La marche de ces manifestants originaires, pour la plupart d’Erythrée et du Soudan, a été stoppée à 300 mètres de la frontière égyptienne par des soldats israéliens, a ajouté la radio.

Selon un communiqué des manifestants, cette marche était destinée à protester contre leur détention « inhumaine et sans limite de temps » dans le camp de rétention de Holot où sont rassemblés 2.300 immigrés.

Les manifestants demandent à quitter Israël et au Haut Commissariat de l’ONU pour les réfugiés (HCR) ainsi qu’à la communauté internationale de les prendre en charge afin qu’ils puissent immigrer dans un pays tiers.

Les autorités israéliennes imposent aux immigrés illégaux présents depuis plus cinq ans en Israël de vivre dans le camp Holot. Selon les manifestants, ce que les autorités présentent comme une « installation ouverte » où les immigrés sont tenus de passer la nuit, mais qu’ils peuvent quitter pendant plusieurs heures durant la journée est « en fait une prison ».

Selon une loi votée le 10 décembre 2013, les immigrés clandestins peuvent être placés jusqu’à un an dans un centre de rétention sans procès.

En février le quotidien Haaretz avait révélé qu’Israël avait commencé à transférer des immigrés africains clandestins vers l’Ouganda avec l’autorisation de ce pays.

Selon le quotidien, des dizaines d’immigrants ont depuis accepté de quitter Israël et certains sont déjà partis pour l’Ouganda.

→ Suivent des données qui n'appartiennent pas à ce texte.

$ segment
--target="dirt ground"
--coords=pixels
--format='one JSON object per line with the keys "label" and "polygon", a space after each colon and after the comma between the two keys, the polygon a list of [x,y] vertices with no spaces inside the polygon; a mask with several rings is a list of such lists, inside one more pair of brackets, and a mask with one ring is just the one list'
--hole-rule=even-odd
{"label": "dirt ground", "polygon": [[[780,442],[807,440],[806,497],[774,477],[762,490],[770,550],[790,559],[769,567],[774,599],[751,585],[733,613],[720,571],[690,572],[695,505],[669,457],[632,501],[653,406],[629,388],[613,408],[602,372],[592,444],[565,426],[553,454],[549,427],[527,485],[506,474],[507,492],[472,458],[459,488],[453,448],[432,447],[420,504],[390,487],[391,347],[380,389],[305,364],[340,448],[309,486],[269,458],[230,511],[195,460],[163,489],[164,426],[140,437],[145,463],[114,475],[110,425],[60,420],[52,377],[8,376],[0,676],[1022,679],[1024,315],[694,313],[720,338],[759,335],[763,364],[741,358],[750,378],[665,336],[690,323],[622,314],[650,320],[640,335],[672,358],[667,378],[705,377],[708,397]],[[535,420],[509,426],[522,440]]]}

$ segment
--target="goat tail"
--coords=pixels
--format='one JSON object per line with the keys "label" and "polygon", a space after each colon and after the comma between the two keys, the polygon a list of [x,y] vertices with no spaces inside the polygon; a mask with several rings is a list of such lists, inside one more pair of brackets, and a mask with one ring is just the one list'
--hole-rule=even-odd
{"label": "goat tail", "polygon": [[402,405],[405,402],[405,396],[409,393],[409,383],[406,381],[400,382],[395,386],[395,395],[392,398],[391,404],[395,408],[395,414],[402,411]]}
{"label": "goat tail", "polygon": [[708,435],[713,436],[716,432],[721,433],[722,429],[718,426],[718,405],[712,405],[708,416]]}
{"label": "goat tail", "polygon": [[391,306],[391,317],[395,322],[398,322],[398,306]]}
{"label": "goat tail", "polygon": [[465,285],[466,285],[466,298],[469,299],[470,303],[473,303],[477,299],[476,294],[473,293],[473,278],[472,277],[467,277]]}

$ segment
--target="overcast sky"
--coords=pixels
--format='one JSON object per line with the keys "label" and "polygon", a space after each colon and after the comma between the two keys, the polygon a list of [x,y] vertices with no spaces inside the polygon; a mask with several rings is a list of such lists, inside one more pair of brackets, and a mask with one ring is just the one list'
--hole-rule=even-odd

L’office israélien de la population et de l’immigration avait précisé qu’à la fin de 2013, 53 646 immigrants africains se trouvaient en Israël, dont 35 987 Érythréens, 13 249 Soudanais et 4 400 originaires d’autres pays.

Actuellement, la clôture électronique construite par Israël le long des 230 km de frontière avec l’Egypte a réduit pratiquement à néant le nombre d’entrées illégales à partir de la péninsule du Sinaï.

Des milliers d’immigrés africains ont manifesté l’an dernier contre le refus des autorités israéliennes de leur accorder le statut de réfugiés.